# Duration/Yield Curve Risk in Non-Parallel shifts

I’m looking for a clarification on why Duration is “a poor approximation of the sensitivity of the value of a bond portfolio to non-parallel shifts in the yield curve” (Schweser). I understand that yields can change by different amounts based on the different time to maturities within the portfolio. Can’t duration be weighted to capture these different effects? Or are we running into a similar situation to where IRR loses its usefulness when there are multiple IRRs?

They are just talking about plain vanilla Macauley duration. You can tailor a duration measure to macth whatever kind of yield curve shift you are thinging about but it would be beyond the scope of at least L1.

For a simple example, take a zero-coupon; duration equals maturity, call it 10 years. Now rotate/twist the yield curve around the 5y point (say short end up, long end down): price increases (the rate drops for the sole cash flow, at maturity), but duration would predict 0 change – if you average the change in yield to 0.0 over the curve. I dont’ even know how “change in yield” is defined for non-parallel shifts; I wouldn’t say that the duration approach is a poor approximation; I’d say it’s not even defined.

Fixed Income asset managers will use what is called “Key Rate Duration” which is the instrument or portfolio’s sensitivity to shifts at particular points in the yield curve. In actual practice yield curve movement is almost never parallel but rather described as “steppening” (long end rises more or declines less than short end) or “flattening” (long end falls more or increases less than short end).

Thanks for the clarification guys. Much appreciated.

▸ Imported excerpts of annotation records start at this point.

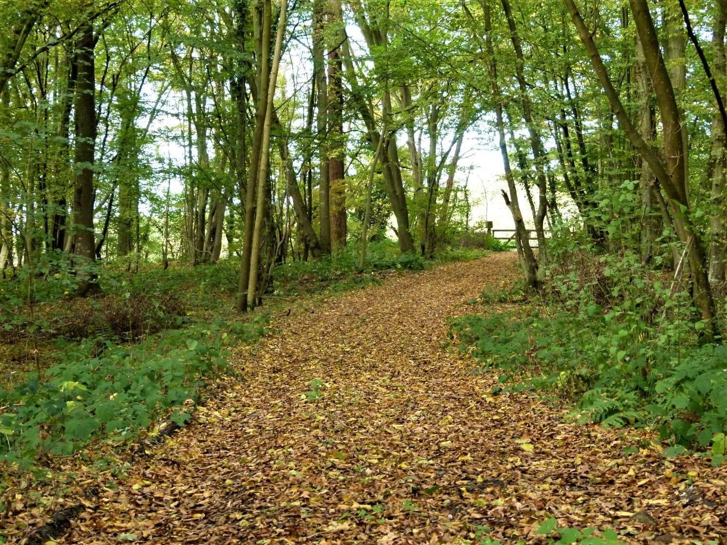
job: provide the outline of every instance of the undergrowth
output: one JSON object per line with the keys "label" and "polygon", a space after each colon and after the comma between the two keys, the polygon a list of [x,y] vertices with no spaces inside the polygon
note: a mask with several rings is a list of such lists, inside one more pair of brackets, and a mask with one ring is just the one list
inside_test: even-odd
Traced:
{"label": "undergrowth", "polygon": [[[720,464],[727,346],[702,342],[705,324],[694,318],[686,282],[647,269],[627,250],[561,244],[552,242],[546,290],[524,297],[519,312],[452,320],[459,350],[497,370],[494,393],[553,392],[574,403],[581,423],[653,427],[667,456],[696,448]],[[480,302],[522,303],[523,293],[483,294]]]}
{"label": "undergrowth", "polygon": [[[427,260],[384,241],[370,246],[361,271],[352,245],[278,266],[268,295],[351,289],[377,282],[383,271],[482,255],[452,249]],[[72,259],[47,254],[33,271],[0,282],[0,344],[12,356],[0,366],[0,461],[21,469],[97,440],[128,441],[160,418],[181,425],[185,402],[226,368],[225,344],[264,333],[266,315],[241,321],[234,314],[237,263],[145,265],[132,273],[121,263],[84,267]],[[90,276],[95,292],[76,296]]]}

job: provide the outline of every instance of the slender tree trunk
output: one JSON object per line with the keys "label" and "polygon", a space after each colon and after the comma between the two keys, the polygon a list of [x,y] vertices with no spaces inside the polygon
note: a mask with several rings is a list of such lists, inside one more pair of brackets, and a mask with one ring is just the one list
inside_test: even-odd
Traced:
{"label": "slender tree trunk", "polygon": [[325,30],[324,4],[325,0],[315,0],[313,4],[313,73],[318,87],[316,125],[318,128],[319,177],[318,220],[321,224],[321,250],[331,253],[331,197],[330,170],[328,150],[328,78],[325,65],[324,31]]}
{"label": "slender tree trunk", "polygon": [[93,233],[93,164],[96,143],[96,74],[94,32],[91,23],[79,31],[78,81],[76,85],[76,187],[73,199],[75,251],[89,259],[95,257]]}
{"label": "slender tree trunk", "polygon": [[[329,25],[343,25],[340,0],[329,0]],[[329,182],[330,185],[331,246],[340,249],[346,245],[346,181],[344,164],[345,140],[343,134],[343,87],[341,82],[342,62],[337,33],[328,47],[328,136],[331,142]]]}
{"label": "slender tree trunk", "polygon": [[[270,1],[263,0],[257,4],[254,13],[254,28],[257,58],[257,89],[255,103],[255,129],[252,140],[249,176],[245,195],[245,226],[243,232],[242,254],[240,262],[240,283],[237,302],[238,312],[247,310],[248,287],[250,280],[250,263],[252,255],[253,230],[255,222],[256,195],[260,175],[262,155],[262,132],[268,105],[268,89],[270,80]],[[257,265],[256,265],[257,271]],[[254,295],[253,294],[253,296]]]}
{"label": "slender tree trunk", "polygon": [[[273,120],[273,100],[275,98],[276,84],[278,79],[278,69],[280,66],[280,57],[283,47],[283,35],[285,33],[287,15],[287,0],[281,2],[280,18],[278,21],[278,31],[276,36],[275,50],[273,54],[273,62],[270,66],[269,83],[268,85],[267,104],[265,105],[265,117],[262,129],[262,140],[260,145],[260,158],[258,167],[260,173],[257,175],[257,201],[255,210],[254,230],[252,234],[252,248],[250,257],[250,272],[247,284],[247,307],[255,306],[257,296],[257,268],[260,263],[260,248],[262,246],[262,223],[266,215],[266,204],[268,203],[268,169],[270,157],[270,126]],[[268,22],[270,17],[268,17]],[[268,23],[268,25],[270,23]],[[262,100],[263,97],[258,97]]]}
{"label": "slender tree trunk", "polygon": [[[725,58],[725,25],[727,23],[727,0],[718,0],[718,9],[712,30],[712,71],[716,81],[727,81],[727,61]],[[712,198],[713,209],[710,221],[710,280],[723,281],[725,279],[725,253],[727,249],[727,190],[725,177],[727,174],[727,127],[717,101],[712,117],[712,150],[710,158],[712,176]]]}
{"label": "slender tree trunk", "polygon": [[537,288],[540,286],[538,278],[538,262],[535,254],[530,246],[530,237],[523,220],[523,214],[520,211],[520,203],[518,201],[518,189],[515,183],[515,177],[510,164],[510,156],[507,153],[507,141],[505,137],[505,118],[502,113],[502,94],[497,83],[497,63],[495,57],[494,46],[492,40],[492,23],[489,0],[481,2],[485,17],[485,44],[488,57],[489,57],[490,85],[492,89],[492,96],[494,98],[495,116],[497,124],[497,135],[499,137],[500,155],[502,156],[502,165],[505,167],[505,180],[507,182],[508,195],[502,192],[502,198],[505,204],[510,209],[515,222],[515,238],[518,253],[520,257],[521,265],[525,275],[528,286]]}
{"label": "slender tree trunk", "polygon": [[[651,144],[654,141],[656,133],[654,105],[652,103],[654,89],[646,68],[643,49],[638,35],[636,36],[636,57],[634,62],[634,72],[635,73],[638,103],[639,105],[639,134],[644,142]],[[654,257],[654,246],[659,235],[658,211],[654,209],[656,203],[654,198],[654,174],[651,172],[648,163],[643,159],[640,159],[639,162],[640,164],[639,185],[644,218],[640,231],[641,262],[648,263]]]}
{"label": "slender tree trunk", "polygon": [[533,119],[532,105],[530,102],[530,97],[528,93],[527,86],[525,82],[525,76],[523,74],[525,60],[523,56],[523,49],[521,46],[520,36],[518,34],[515,18],[513,17],[509,0],[502,0],[502,8],[505,9],[505,17],[507,18],[510,41],[513,42],[513,48],[515,50],[515,77],[518,80],[518,86],[520,89],[521,102],[523,106],[523,118],[525,120],[525,124],[528,127],[528,132],[530,134],[530,146],[532,149],[533,159],[535,163],[536,177],[538,182],[538,207],[533,220],[535,223],[535,232],[538,238],[538,257],[541,262],[545,263],[547,258],[547,248],[543,226],[545,214],[547,212],[547,180],[545,177],[545,164],[546,161],[545,150],[540,139],[537,126]]}
{"label": "slender tree trunk", "polygon": [[648,6],[646,0],[630,0],[631,11],[643,48],[646,68],[651,75],[661,112],[664,162],[656,150],[644,141],[631,123],[619,94],[608,77],[593,39],[574,0],[564,0],[564,1],[571,13],[581,41],[591,58],[611,108],[619,119],[621,129],[642,158],[648,164],[661,187],[664,188],[671,206],[677,235],[685,245],[694,275],[695,304],[699,309],[702,320],[706,323],[705,328],[702,330],[704,337],[706,340],[711,340],[717,335],[718,328],[715,320],[714,299],[707,273],[704,247],[689,217],[689,201],[684,177],[683,140],[681,134],[680,116],[677,107],[674,89],[661,55],[659,40]]}

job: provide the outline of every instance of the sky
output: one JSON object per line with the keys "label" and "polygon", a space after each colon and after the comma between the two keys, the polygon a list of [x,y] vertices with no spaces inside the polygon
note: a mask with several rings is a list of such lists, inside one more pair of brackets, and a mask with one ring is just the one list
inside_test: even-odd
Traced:
{"label": "sky", "polygon": [[[363,38],[356,26],[349,25],[347,32],[355,50],[360,47],[356,44],[361,43]],[[299,42],[290,42],[281,65],[281,77],[286,81],[286,96],[290,97],[300,90],[309,81],[312,75],[309,55],[307,47]],[[304,89],[303,92],[306,91]],[[177,109],[184,111],[185,107],[182,98],[180,93],[171,93],[166,105],[167,111]],[[150,89],[147,100],[153,103],[155,100],[156,89]],[[301,100],[297,98],[299,102]],[[473,206],[470,225],[479,221],[491,221],[495,229],[512,229],[514,227],[513,218],[501,194],[501,190],[507,190],[507,183],[502,179],[502,158],[494,134],[491,132],[483,130],[486,129],[484,123],[481,121],[478,126],[465,133],[456,180],[458,185],[462,185],[465,181],[467,183]],[[153,126],[156,131],[176,132],[179,131],[179,120],[172,115],[162,115],[155,121]],[[185,162],[184,150],[177,143],[166,139],[158,142],[160,156],[170,158],[177,164]],[[212,146],[212,139],[209,142]],[[402,131],[399,134],[400,145],[406,147],[406,135]],[[213,153],[212,149],[210,153]],[[172,179],[171,187],[172,192],[181,193],[181,180]],[[537,197],[537,189],[534,187],[533,190],[535,193],[534,196]],[[520,203],[526,223],[531,227],[530,208],[522,190],[520,191]]]}

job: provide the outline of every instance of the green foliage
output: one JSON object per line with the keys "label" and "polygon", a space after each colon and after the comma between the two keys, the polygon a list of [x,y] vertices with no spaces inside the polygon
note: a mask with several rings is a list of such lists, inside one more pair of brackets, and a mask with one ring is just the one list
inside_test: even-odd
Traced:
{"label": "green foliage", "polygon": [[[573,416],[582,423],[657,427],[673,445],[667,455],[721,444],[727,347],[700,344],[688,293],[672,291],[627,250],[596,257],[570,253],[556,262],[567,265],[552,271],[544,308],[525,318],[454,320],[460,350],[483,368],[504,371],[507,389],[573,398]],[[713,452],[716,461],[720,456]]]}
{"label": "green foliage", "polygon": [[[198,399],[204,377],[225,368],[227,339],[262,334],[262,320],[170,331],[134,347],[87,339],[68,346],[63,362],[31,374],[0,404],[0,459],[28,467],[41,455],[68,455],[97,437],[126,440],[172,413],[182,425],[185,402]],[[231,336],[230,334],[232,334]],[[99,353],[100,352],[100,353]]]}
{"label": "green foliage", "polygon": [[482,250],[448,248],[427,259],[414,252],[401,254],[396,243],[388,239],[367,246],[364,270],[358,267],[360,247],[349,244],[342,250],[311,261],[296,261],[275,269],[276,293],[342,291],[364,288],[379,281],[379,274],[388,270],[423,270],[435,263],[467,261],[485,255]]}
{"label": "green foliage", "polygon": [[[487,536],[492,531],[489,526],[478,526],[475,533],[474,541],[466,541],[467,544],[476,545],[500,545],[500,541],[494,540]],[[561,528],[555,518],[549,518],[541,522],[534,530],[536,536],[542,536],[545,543],[553,543],[557,545],[569,545],[569,544],[580,544],[581,545],[618,545],[624,543],[619,539],[618,534],[610,528],[597,530],[596,528]],[[518,541],[524,544],[525,541]]]}
{"label": "green foliage", "polygon": [[305,392],[303,394],[303,397],[306,401],[316,401],[318,397],[321,397],[321,387],[323,385],[323,381],[320,379],[314,379],[308,383],[308,387],[310,389]]}

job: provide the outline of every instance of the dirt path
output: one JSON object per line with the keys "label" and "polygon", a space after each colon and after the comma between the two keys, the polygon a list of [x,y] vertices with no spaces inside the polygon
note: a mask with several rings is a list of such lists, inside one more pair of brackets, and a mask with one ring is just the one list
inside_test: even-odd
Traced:
{"label": "dirt path", "polygon": [[493,397],[491,376],[441,350],[446,318],[515,266],[497,254],[398,275],[278,321],[236,355],[244,379],[58,542],[462,543],[489,526],[530,543],[550,516],[627,541],[724,538],[723,470],[626,456],[619,434]]}

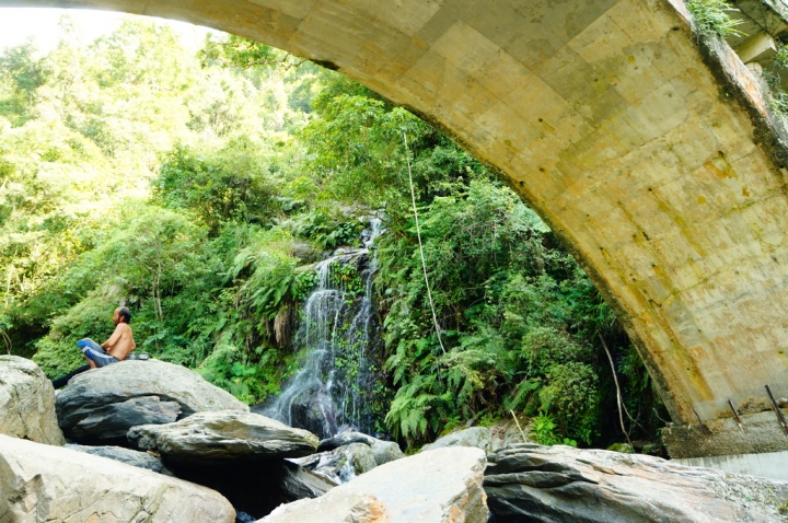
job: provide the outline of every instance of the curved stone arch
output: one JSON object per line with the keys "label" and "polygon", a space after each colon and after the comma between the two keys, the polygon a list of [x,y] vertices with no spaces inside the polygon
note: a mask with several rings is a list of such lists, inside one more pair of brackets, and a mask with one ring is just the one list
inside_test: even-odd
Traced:
{"label": "curved stone arch", "polygon": [[[674,421],[788,395],[783,141],[681,0],[0,0],[188,21],[310,58],[500,171],[614,306]],[[776,146],[774,146],[776,144]]]}

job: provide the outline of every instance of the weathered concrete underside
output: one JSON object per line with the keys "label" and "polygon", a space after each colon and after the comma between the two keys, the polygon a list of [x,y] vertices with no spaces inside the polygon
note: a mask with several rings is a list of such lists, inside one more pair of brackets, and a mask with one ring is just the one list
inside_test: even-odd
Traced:
{"label": "weathered concrete underside", "polygon": [[682,0],[0,5],[185,20],[336,67],[503,173],[615,307],[674,421],[788,394],[788,156],[757,79],[699,44]]}

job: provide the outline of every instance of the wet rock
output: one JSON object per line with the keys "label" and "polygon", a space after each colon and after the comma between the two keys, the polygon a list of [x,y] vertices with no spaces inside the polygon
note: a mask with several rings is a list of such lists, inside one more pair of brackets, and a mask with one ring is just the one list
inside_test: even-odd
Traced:
{"label": "wet rock", "polygon": [[491,451],[493,440],[487,427],[472,427],[439,438],[433,443],[425,445],[421,451],[433,451],[447,446],[475,446],[483,451]]}
{"label": "wet rock", "polygon": [[197,412],[167,425],[143,425],[129,430],[138,449],[155,451],[181,463],[229,463],[248,460],[301,457],[317,449],[317,437],[254,412]]}
{"label": "wet rock", "polygon": [[788,484],[687,467],[660,457],[534,444],[488,455],[496,521],[767,522]]}
{"label": "wet rock", "polygon": [[478,449],[438,449],[396,460],[313,500],[279,507],[260,523],[486,523]]}
{"label": "wet rock", "polygon": [[286,460],[170,463],[175,476],[224,496],[255,521],[282,503],[324,495],[334,484]]}
{"label": "wet rock", "polygon": [[230,502],[205,487],[7,435],[0,486],[0,521],[235,521]]}
{"label": "wet rock", "polygon": [[125,444],[128,429],[248,407],[199,374],[163,361],[123,361],[71,379],[57,395],[60,428],[80,443]]}
{"label": "wet rock", "polygon": [[355,431],[343,432],[334,438],[322,440],[320,445],[317,445],[317,452],[332,451],[350,443],[366,443],[369,445],[378,465],[383,465],[384,463],[405,457],[405,454],[403,454],[396,442],[379,440],[378,438],[372,438],[363,432]]}
{"label": "wet rock", "polygon": [[44,371],[19,356],[0,356],[0,433],[66,443],[55,416],[55,390]]}
{"label": "wet rock", "polygon": [[433,443],[425,445],[422,451],[433,451],[445,446],[475,446],[486,452],[493,452],[503,446],[526,443],[517,423],[509,419],[491,427],[471,427],[470,429],[457,430]]}
{"label": "wet rock", "polygon": [[317,498],[337,485],[337,483],[318,476],[296,463],[288,460],[282,461],[279,489],[286,502]]}
{"label": "wet rock", "polygon": [[172,476],[173,474],[162,464],[161,460],[148,452],[132,451],[123,446],[89,446],[67,444],[66,449],[93,454],[94,456],[108,457],[135,467],[147,468],[154,473]]}
{"label": "wet rock", "polygon": [[350,443],[291,462],[337,485],[346,484],[378,466],[372,449],[367,443]]}

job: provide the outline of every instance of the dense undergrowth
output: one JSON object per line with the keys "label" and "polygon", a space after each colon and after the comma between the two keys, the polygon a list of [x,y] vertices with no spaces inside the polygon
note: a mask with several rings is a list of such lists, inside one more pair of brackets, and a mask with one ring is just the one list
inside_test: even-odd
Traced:
{"label": "dense undergrowth", "polygon": [[615,316],[540,218],[444,136],[240,38],[194,56],[150,22],[89,44],[63,27],[48,56],[0,56],[9,351],[63,374],[81,364],[74,341],[102,340],[125,304],[141,350],[262,402],[298,364],[311,264],[358,244],[375,213],[382,431],[418,444],[514,411],[544,443],[621,440],[601,336],[633,437],[653,438],[661,407]]}

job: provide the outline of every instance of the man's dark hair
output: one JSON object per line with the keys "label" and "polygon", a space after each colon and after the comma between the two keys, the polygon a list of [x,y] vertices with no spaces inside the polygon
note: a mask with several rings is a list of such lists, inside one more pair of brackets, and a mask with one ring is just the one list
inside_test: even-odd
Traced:
{"label": "man's dark hair", "polygon": [[121,306],[118,309],[118,316],[120,316],[125,324],[131,321],[131,311],[128,307]]}

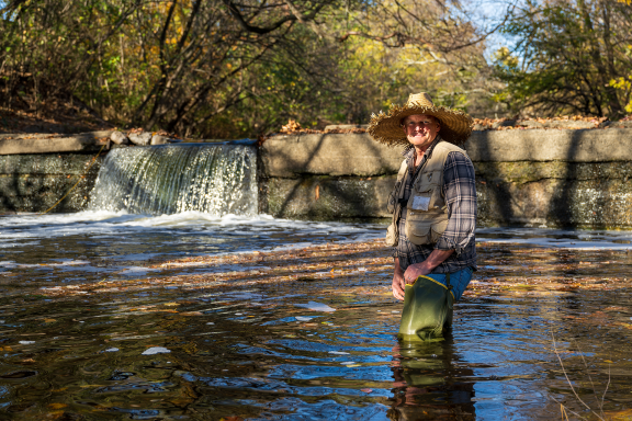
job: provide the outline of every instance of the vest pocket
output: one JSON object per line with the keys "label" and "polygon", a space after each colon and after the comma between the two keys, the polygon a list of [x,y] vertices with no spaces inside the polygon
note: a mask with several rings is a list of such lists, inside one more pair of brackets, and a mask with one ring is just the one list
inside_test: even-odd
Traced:
{"label": "vest pocket", "polygon": [[384,239],[384,242],[388,247],[395,247],[399,242],[399,235],[397,234],[396,224],[392,223],[386,229],[386,238]]}
{"label": "vest pocket", "polygon": [[416,246],[435,244],[448,228],[448,216],[425,212],[408,212],[406,215],[406,236]]}
{"label": "vest pocket", "polygon": [[432,243],[439,241],[445,229],[448,228],[448,219],[440,220],[430,226],[430,240]]}
{"label": "vest pocket", "polygon": [[408,241],[416,246],[429,244],[431,239],[431,220],[427,215],[416,212],[408,212],[406,216],[406,236]]}

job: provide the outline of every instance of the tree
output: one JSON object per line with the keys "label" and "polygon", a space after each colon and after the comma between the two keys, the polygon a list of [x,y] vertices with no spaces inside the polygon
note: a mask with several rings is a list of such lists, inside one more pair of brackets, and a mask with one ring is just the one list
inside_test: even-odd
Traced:
{"label": "tree", "polygon": [[516,110],[618,120],[631,101],[617,89],[632,67],[632,10],[616,0],[528,0],[505,33],[516,47],[496,55],[496,75]]}

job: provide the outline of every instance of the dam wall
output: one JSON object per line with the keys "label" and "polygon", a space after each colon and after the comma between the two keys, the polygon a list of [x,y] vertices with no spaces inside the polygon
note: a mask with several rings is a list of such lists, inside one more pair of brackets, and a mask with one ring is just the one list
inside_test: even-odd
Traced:
{"label": "dam wall", "polygon": [[109,136],[110,132],[0,135],[0,215],[45,212],[76,183],[53,212],[83,210]]}
{"label": "dam wall", "polygon": [[[86,209],[108,137],[0,135],[0,214],[44,212],[77,182],[53,212]],[[465,149],[476,171],[481,225],[632,229],[632,128],[474,132]],[[259,213],[388,218],[402,150],[366,134],[268,138],[257,151]]]}

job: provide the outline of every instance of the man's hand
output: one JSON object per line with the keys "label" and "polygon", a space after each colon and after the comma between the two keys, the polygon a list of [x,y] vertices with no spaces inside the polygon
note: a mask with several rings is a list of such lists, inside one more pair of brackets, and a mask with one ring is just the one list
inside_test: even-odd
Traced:
{"label": "man's hand", "polygon": [[404,271],[399,268],[399,259],[395,258],[395,274],[393,275],[393,296],[398,300],[404,300],[404,288],[406,283],[404,282]]}
{"label": "man's hand", "polygon": [[419,276],[427,275],[432,272],[432,269],[435,268],[430,268],[426,262],[427,261],[415,263],[406,268],[406,272],[404,273],[404,281],[407,284],[413,285]]}

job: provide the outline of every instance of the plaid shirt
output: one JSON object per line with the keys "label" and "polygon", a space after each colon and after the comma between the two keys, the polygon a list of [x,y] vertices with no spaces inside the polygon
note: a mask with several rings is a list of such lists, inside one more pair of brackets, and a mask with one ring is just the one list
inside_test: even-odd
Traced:
{"label": "plaid shirt", "polygon": [[[408,164],[408,177],[404,186],[404,201],[410,197],[413,181],[427,160],[435,146],[441,139],[437,137],[424,153],[421,163],[415,167],[415,148],[410,145],[402,153]],[[432,273],[454,273],[465,268],[476,270],[476,247],[474,229],[476,228],[476,184],[474,166],[463,153],[450,152],[443,167],[443,197],[448,206],[448,228],[435,246],[416,246],[408,241],[405,232],[406,206],[399,218],[399,242],[395,247],[394,258],[399,258],[399,266],[406,271],[410,264],[424,262],[432,250],[454,250]],[[405,203],[406,203],[405,202]]]}

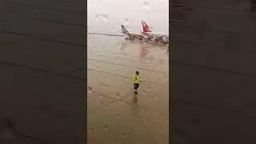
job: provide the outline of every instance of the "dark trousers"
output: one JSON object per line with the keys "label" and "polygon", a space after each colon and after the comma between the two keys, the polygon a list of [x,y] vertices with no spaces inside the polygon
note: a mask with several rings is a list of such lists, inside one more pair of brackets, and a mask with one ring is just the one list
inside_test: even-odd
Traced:
{"label": "dark trousers", "polygon": [[134,90],[137,90],[139,86],[139,83],[134,83]]}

DarienHacker Wrote: ------------------------------------------------------- > For a simple example, take a zero-coupon; duration > equals maturity, call it 10 years. Now > rotate/twist the yield curve around the 5y point > (say short end up, long end down): price > increases (the rate drops for the sole cash flow, > at maturity), but duration would predict 0 change > – if you average the change in yield to 0.0 over > the curve. > > I dont’ even know how “change in yield” is defined > for non-parallel shifts; I wouldn’t say that the > duration approach is a poor approximation; I’d say > it’s not even defined. There’s some interesting stuff out there that addresses these issues. For example, there are all kinds of useful models of term structures and evolution of forward rates. I personally like Heath, Jarrow, Morton (HJM) type models which provide arbitrage free evolution of the entire forward rates and lots of flexibility in modelling volatility changes. The important thing about the model is that it is arbitrage free, it corresponds to currently observed interest rates, and you can work hard at getting a good volatility process. Of course, if you have such a model you also have a risk-free bond price and you can say a lot about the evolution and volatility of the bond price using Ito’s lemma (that everyone thinks is so complex and is about as difficult as the chain rule in Freshman calculus). But now you have a bond price model and a corresponding model of forward rate evolution. That means that you can take the derivative of the bond price wrt any forward rate and get something that looks at the change in bond price due to the evolution of the term structure under your model (i.e., “the change in yield”). While I don’t think I have ever seen a paper on this, if you did a half-ass job of specifying the HJM model I’ll bet the HJM duration would predict bond price changes much better than any key rate duration or Macauley yield-to-maturity duration methodology. (BTW - anybody want to do a master’s paper and look for a topic? I could practically dictate that paper and you would just have to get your favorite bond data (risk-free). I’ll help.)

What about PhD thesis ideas, Joey?

Are you doing one? Sure I have some ideas but it’s best to have an advisor with ideas. Picking the right advisor is a more important choice.

I can’t go back to school full time and as far as I know all PhD programs are full time. I am planning on publishing several papers and then try to get a PhD based on them. What are your thoughts on that?

You can’t do that unless you want some online type degree or the papers are so good that someone is going to give you an honorary degree which isn’t a real Ph.D. anyway. To get a Ph.D. you probably need at least a couple of years of classes which you do well in, pass your qualifiers (by far the hardest part in my program), write a dissertation.

I guess I need to start looking for an advisor then.